According to the World Health Organization (WHO)1, only 42% of births in Africa are attended by skilled personnel. Many mothers and children in developing countries suffer serious injury, disability or death due to complications that would be preventable or treatable in developed nations. For the past 20 years, Mercy Ships has been addressing women's and children's health issues in West African nations through the deployment of their state-of-the art hospital ships.
"Put simply, it is thanks to Mercy Ships that both my mother and I are alive today. That alone makes me want to give something back," says 18-year-old Tina Regina Conteh, now from Australia thanks to the nation's refugee resettlement program.
Back in the early 1990s at the start of Sierra Leone's decade-long civil war, Tina Regina's parents, Catherine and Augustine Conteh, awaited the birth of their first child. As Catherine's labor continued for a number of days, the family's apprehension grew. Although they took Catherine to the local hospital, they did not have the money to pay for a Caesarean section. This situation is all too common in West Africa. In many cases both the mother and child die. If the mother does survive, she often suffers an injury – called an obstetric fistula – from the pressure of the baby's head on the pelvic bone. The tissue is torn, usually leaving the mother incontinent and unable to bear additional children. Sadly, the poor woman is often abandoned by friends and family – left without any means of support.
The Contehs were not aware that a Mercy Ship was docked a few kilometers away in the port of Freetown. The ship's British anesthetist Keith Thomson happened to be touring the hospital that day and noticed Catherine's distress. When he learned that the family could not afford $100 (the equivalent of about six months' wages) for the necessary operation, Thomson decided to pay the fee himself. And the story had a very happy ending – Catherine was saved and a healthy baby girl, Tina Regina Conteh, was born.
This incident, along with a number of other issues in the years following, converged to contribute to the initial development of the Mercy Ships vesicovaginal fistula (VVF) and rectovaginal fistula (RVF) program, which began more than ten years ago. Now the surgical program onboard the Africa Mercy not only repairs obstetric fistula but also provides specialized surgical training for African surgeons, thus increasing awareness of the condition in their nations.
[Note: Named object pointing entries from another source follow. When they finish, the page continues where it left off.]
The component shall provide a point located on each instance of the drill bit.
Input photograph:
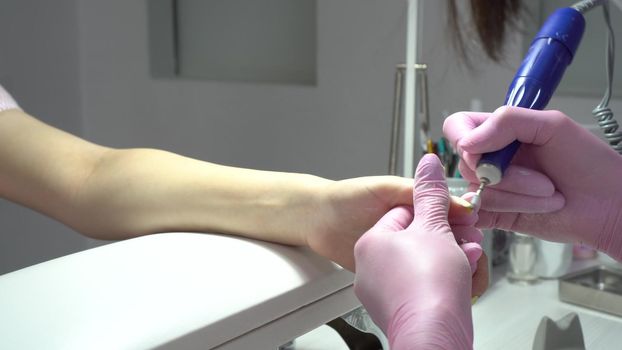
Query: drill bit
(477, 198)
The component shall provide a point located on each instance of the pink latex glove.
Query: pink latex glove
(411, 275)
(564, 184)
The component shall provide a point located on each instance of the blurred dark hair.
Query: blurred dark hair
(490, 18)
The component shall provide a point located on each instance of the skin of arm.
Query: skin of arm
(112, 194)
(108, 193)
Dr. Lauri Romanzi, Clinical Associate Professor of Urology at New York University's Langone Medical Center Division of Female Pelvic Medicine will be one of the surgeons volunteering onboard the Africa Mercy this spring.
Within Mercy Ships goal of helping to close the gaps in maternal health in the ports served by the ship, Dr. Romanzi will mentor two Togolese surgeons in aspects of obstetric fistula repair during her six-week stint onboard in April and May. Previously she has done VVF surgery in Niger, Democratic Republic of Congo, Pakistan, Somaliland and Tanzania. Between 60-70 women have been accepted for fistula surgery during the Mercy Ships visit in the port of Lomé.
"When you take care of the women, you take care of the men, you take care of the children, you take care of the village; you contribute to the possibility of a solid foundation for the future of a country. Women suffering obstetric fistula are among the most desperately underserved, impoverished women on earth, suffering shocking degrees of disenfranchisement that require the deepest capacities of human resilience. These women are heroes. It is a privilege to know them and an honor to care for them," stated Dr. Romanzi.
Similarly, Tina Regina is creating a circle of service as she aspires to become a registered nurse and to dedicate her life to helping others, even serving a short while onboard the Africa Mercy. When she finishes her nursing degree, she will continue to make a contribution to the lives of women – helping to create happy endings to their stories.